Long wait for Job to start

lmthomas · March 30, 2023, 2:48pm

So we are running CryoSparc on our HPC system. We recently gained exclusive access to a single A100 with 128 Gb of memory. The HPC system is using SLURM for job control. When submitting jobs I have noticed that it has a significant number of tries before running. Not sure what is going on and neither do our HPC folks. Anyone else run into something like this. As an example a Blob Picker job took I would guess 5000 tries before actually running. Nothing else is running on the card and the time is still better then days for a shared card but it is puzzling.

Len Thomas

Rahul · March 31, 2023, 6:30pm

Hi Len,

I have run into this issue as well Ab-initio run that I have queued has undergone like 2900+ tries already, I thought it is a cluster issue but as your HPC folks have no idea, I would like to follow this up. We have A100 cards with 48 Gb of memory, Would like to know more of this

Regards,
Rahul

wtempel · March 31, 2023, 7:04pm

Welcome to the forum @lmthomas @Rahul.
Please can you illustrate what you mean with tries and what it took to finally get jobs running.

lmthomas · March 31, 2023, 7:19pm

Here is the line in the event log
[2023-03-30 15:26:04.29]
-------- Cluster job status at 2023-03-31 19:15:04.761925 (7922 retries)
JOBID PARTITION NAME USER ST TIME NODES NODELIST(REASON)
14772352 vr_cryo cryospar lenthoma R 22:48:11 1 c833

As you can see at this point 7922 retries, This is Extract from Micrographs job. As to what we have done, nothing the Blob Picker job eventually ran about 15 hours later, which is faster then the wait of days on the common cards due to overall HPC user demand. Still it is puzzling.
If you run on job status command on the HPC system it just indicates the job is running.

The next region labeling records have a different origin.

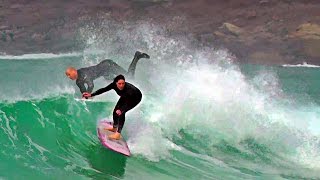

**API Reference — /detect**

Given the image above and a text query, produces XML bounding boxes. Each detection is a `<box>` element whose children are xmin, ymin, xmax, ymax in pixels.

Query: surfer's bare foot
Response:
<box><xmin>104</xmin><ymin>127</ymin><xmax>117</xmax><ymax>132</ymax></box>
<box><xmin>108</xmin><ymin>132</ymin><xmax>121</xmax><ymax>140</ymax></box>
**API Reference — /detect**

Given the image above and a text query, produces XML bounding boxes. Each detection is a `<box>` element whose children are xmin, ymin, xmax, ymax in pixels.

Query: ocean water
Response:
<box><xmin>0</xmin><ymin>51</ymin><xmax>320</xmax><ymax>179</ymax></box>
<box><xmin>0</xmin><ymin>19</ymin><xmax>320</xmax><ymax>180</ymax></box>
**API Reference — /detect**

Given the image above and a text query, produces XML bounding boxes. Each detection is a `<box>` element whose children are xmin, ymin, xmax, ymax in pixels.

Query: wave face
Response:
<box><xmin>0</xmin><ymin>19</ymin><xmax>320</xmax><ymax>179</ymax></box>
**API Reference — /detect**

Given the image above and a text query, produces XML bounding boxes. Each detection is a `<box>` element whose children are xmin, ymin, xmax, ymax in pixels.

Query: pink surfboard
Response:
<box><xmin>97</xmin><ymin>119</ymin><xmax>131</xmax><ymax>156</ymax></box>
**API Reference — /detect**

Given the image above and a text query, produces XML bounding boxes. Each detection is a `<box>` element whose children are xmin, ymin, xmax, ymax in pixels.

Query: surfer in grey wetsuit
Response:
<box><xmin>66</xmin><ymin>51</ymin><xmax>150</xmax><ymax>94</ymax></box>
<box><xmin>83</xmin><ymin>74</ymin><xmax>142</xmax><ymax>139</ymax></box>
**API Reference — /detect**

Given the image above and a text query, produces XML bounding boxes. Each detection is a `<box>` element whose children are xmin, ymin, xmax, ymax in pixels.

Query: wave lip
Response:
<box><xmin>0</xmin><ymin>52</ymin><xmax>82</xmax><ymax>60</ymax></box>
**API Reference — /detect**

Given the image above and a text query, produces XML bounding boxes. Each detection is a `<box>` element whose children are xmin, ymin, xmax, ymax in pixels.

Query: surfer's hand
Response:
<box><xmin>116</xmin><ymin>109</ymin><xmax>122</xmax><ymax>116</ymax></box>
<box><xmin>82</xmin><ymin>92</ymin><xmax>91</xmax><ymax>99</ymax></box>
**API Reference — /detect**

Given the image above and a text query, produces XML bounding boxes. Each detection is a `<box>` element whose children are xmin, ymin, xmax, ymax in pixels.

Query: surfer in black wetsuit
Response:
<box><xmin>83</xmin><ymin>75</ymin><xmax>142</xmax><ymax>139</ymax></box>
<box><xmin>66</xmin><ymin>51</ymin><xmax>150</xmax><ymax>94</ymax></box>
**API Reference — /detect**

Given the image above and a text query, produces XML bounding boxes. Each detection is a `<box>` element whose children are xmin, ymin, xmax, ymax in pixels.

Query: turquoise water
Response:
<box><xmin>0</xmin><ymin>54</ymin><xmax>320</xmax><ymax>179</ymax></box>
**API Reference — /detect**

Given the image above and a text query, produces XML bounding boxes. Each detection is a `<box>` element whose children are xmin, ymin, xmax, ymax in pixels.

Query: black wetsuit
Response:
<box><xmin>91</xmin><ymin>82</ymin><xmax>142</xmax><ymax>133</ymax></box>
<box><xmin>76</xmin><ymin>53</ymin><xmax>141</xmax><ymax>93</ymax></box>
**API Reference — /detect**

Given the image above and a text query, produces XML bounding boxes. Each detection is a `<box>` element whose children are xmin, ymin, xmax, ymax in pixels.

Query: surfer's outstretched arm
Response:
<box><xmin>91</xmin><ymin>83</ymin><xmax>114</xmax><ymax>97</ymax></box>
<box><xmin>76</xmin><ymin>80</ymin><xmax>87</xmax><ymax>93</ymax></box>
<box><xmin>86</xmin><ymin>80</ymin><xmax>94</xmax><ymax>93</ymax></box>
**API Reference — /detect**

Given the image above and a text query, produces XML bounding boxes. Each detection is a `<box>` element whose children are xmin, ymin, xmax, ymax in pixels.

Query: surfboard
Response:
<box><xmin>97</xmin><ymin>119</ymin><xmax>131</xmax><ymax>156</ymax></box>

Rahul · April 1, 2023, 11:59am

I have attached a screenshot as well for the line in event log showing retries

lmthomas · April 2, 2023, 6:57pm

So we have set time limit on the HPC gpus and cpus of 48 hours so the job stopped with the following after 48 hours:

-------- Submission command: sbatch /ourdisk/hpc/bsc/cbourne/dont_archive/CS-bourne/J13/queue_sub_script.sh

-------- Cluster Job ID: 14772352

-------- Queued on cluster at 2023-03-30 20:26:03.384940

Cluster job status update for P10 J13 failed with exit code 1 (24444 retries) slurm_load_jobs error: Invalid job id specified

24K retries

nwong · April 3, 2023, 3:58pm

Hi @Rahul , @lmthomas,

Allow me to clarify what you’re seeing.

When submitting a CryoSPARC job to a cluster node, a bash submission script is created in the job directory. This submission script is run on the cluster node, at which point the cluster management software, in this case SLURM, takes over responsibility for running the CryoSPARC job code.

In CryoSPARC, when running a job submitted to a cluster node, the event log will show the status of the submission after the submission script is run. The status is polled at a constant interval.

[2023-03-30 15:26:04.29]
-------- Cluster job status at 2023-03-31 19:15:04.761925 (7922 retries)
JOBID PARTITION NAME USER ST TIME NODES NODELIST(REASON)
14772352 vr_cryo cryospar lenthoma R 22:48:11 1 c833

In the above event, the SLURM job status is being displayed. The “7922 retries” is not the number of times the job has been submitted to SLURM, but rather the number of status updates that have occurred since the job was submitted. According to Slurm Workload Manager - squeue, the status code “R” indicates the job was assigned a node and is running.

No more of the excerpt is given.